23:24:42.472 [error] GenServer "ship_8" terminating
** (stop) exited in: GenServer.call(#PID<0.173.0>, {:get_typeid}, 5000)
    ** (EXIT) time out
    (elixir) lib/gen_server.ex:774: GenServer.call/3
    (solarsystem) lib/ship.ex:140: anonymous fn/2 in Ship.handle_cast/2
    (elixir) lib/list.ex:186: List."-foldl/3-lists^foldl/2-0-"/3
    (solarsystem) lib/ship.ex:132: Ship.handle_cast/2
    (stdlib) gen_server.erl:616: :gen_server.try_dispatch/4
    (stdlib) gen_server.erl:686: :gen_server.handle_msg/6

The problem is that get_typeid/1 and similar functions need a reply from the GenServer for the ship, but that ship may also be calling another ship requesting information, and sooner or later I run into a deadlock, where ship A is waiting for a response from ship B, which is waiting for a response from ship C, which is waiting for a response from ship A.

Dumbing it down

The solution, or at least a solution, is probably to stop storing state in the Ship process. The state comes from the solar system anyway, there maybe isn’t any need to break it up and have each ship store its own piece of the information. If I keep all the state in the solar system and pass it down to the ship, the ship may as well gather the relevant bits to send to the client from the original big blob of state. Then this function in the Ship doesn’t need to call other ships synchronously and I should be free from deadlocks. I guess I’m still thinking too much along the lines of object-oriented programming.

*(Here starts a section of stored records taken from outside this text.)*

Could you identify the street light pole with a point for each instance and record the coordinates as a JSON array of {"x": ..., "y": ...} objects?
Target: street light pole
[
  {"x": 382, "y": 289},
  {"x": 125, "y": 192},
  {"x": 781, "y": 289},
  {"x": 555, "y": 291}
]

I must be missing something

I’m a little bit surprised at how easy it was to paint myself into a corner with Elixir. It’s very easy to do certain things very efficiently with Erlang and Elixir, making good use of concurrency to keep things going with good performance.

I need to understand better how to use GenServers, where to store state and how to prevent deadlocks. The inherent problems of concurrency don’t just disappear, even though the programming language provides mechanisms and conventions to deal with them.